Зина нетерпеливо встряхнула подстриженной седой гривой.
— Говори дело, а не пустяки.
Шевелев рассказал, как в сентябре сорок первого дополз до Марийкиного огорода, как выходила она его, потом прятала, как, по-видимому, полюбила и однажды после долгой молитвы, должно быть, заранее замолив предстоящий грех, забралась к нему в постель…
— И ты пошел на это? — металлическим голосом спросила Зина.
— Эх ты, моралист-теоретик… — вздохнул Шевелев. — А что я должен был сделать? Как толстовский отец Сергий, отрубить себе палец? Да, конечно, можно было одеться и уйти. Считай, что я оказался трусом и потому не ушел… А может, и не потому. Марийку не просто к мужику потянуло, она меня полюбила, отдала не только тело, но и душу… И мне следовало кирзовым сапогом своего благородства садануть в эту душу и её первую любовь?.. Ага! С этим ты не знаешь, как быть? Вот и я не знал и сапогом в душу не сумел…
— Почему ты утаил от Вари? Я уверена, она бы всё поняла и простила.
— Когда я мог сказать? В Ташкенте, когда её, дистрофика, качало от ветра? Или здесь, когда у неё обнаружилась стенокардия? Тебя не добила война, так добью я — так, что ли? Считай меня снова трусом, но я побоялся сказать Варе. Не из страха за себя, из страха за неё… Ты ещё не все знаешь. Когда вернулись наши и я снова ушел в армию, Марийка была беременна…

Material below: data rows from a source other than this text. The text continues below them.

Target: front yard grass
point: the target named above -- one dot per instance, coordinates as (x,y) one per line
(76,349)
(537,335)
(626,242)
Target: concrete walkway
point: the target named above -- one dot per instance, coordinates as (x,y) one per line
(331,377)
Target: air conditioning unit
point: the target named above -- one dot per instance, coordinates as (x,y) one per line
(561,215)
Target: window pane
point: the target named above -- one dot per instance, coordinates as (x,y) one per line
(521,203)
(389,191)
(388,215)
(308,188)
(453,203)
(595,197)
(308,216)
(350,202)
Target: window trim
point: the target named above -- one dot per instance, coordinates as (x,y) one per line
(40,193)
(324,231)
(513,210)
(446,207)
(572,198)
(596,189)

— О господи! — сказала Зина. Лицо её было в красных пятнах. — Это же прямо кошмар какой-то… — Зина сняла очки, отчего лицо её, как у всех очень близоруких людей, стало беспомощным и растерянным, — Я не понимаю, — она надела очки и уже с обычной своей твердостью сказала: — Я не понимаю одного. Если ты не рассказал об этом даже Варе, зачем рассказываешь мне?
— Не в расчете на то, что ты меня пожалеешь и утешишь, — усмехнулся Шевелев. — Я не верю в то, что беда станет легче оттого, что ты будешь приставать с ней к другим. Твоя беда все равно останется с тобой… Нет, мне нужно не сочувствие, а помощь. Не беспокойся, тебе ничего не придется делать… Командировка в Харьков была липовой: я ездил к Марийке. Да, да. Не на свидание с любовницей. Я оставил её беременной и, как видно, совести ещё не потерял — она меня и погнала. Оказалось, у Марийки двухлетняя дочь. Моя дочь. Чтобы соседи сплетнями не отравили жизнь девочке, она завербовалась на работу в Крым. К счастью, тут я навернулся, помог ей уехать… Она ничего не требует, ни на что не рассчитывает. Но я считаю себя обязанным ей помогать…
— Чем ты можешь помочь? Вы сами еле сводите концы с концами.
— Придется как-то подрабатывать… Я дал Марийке твой адрес, чтобы она могла сообщить свой, когда устроится. Вот, собственно, и всё, что мне от тебя нужно. Как видишь, не очень обременительно.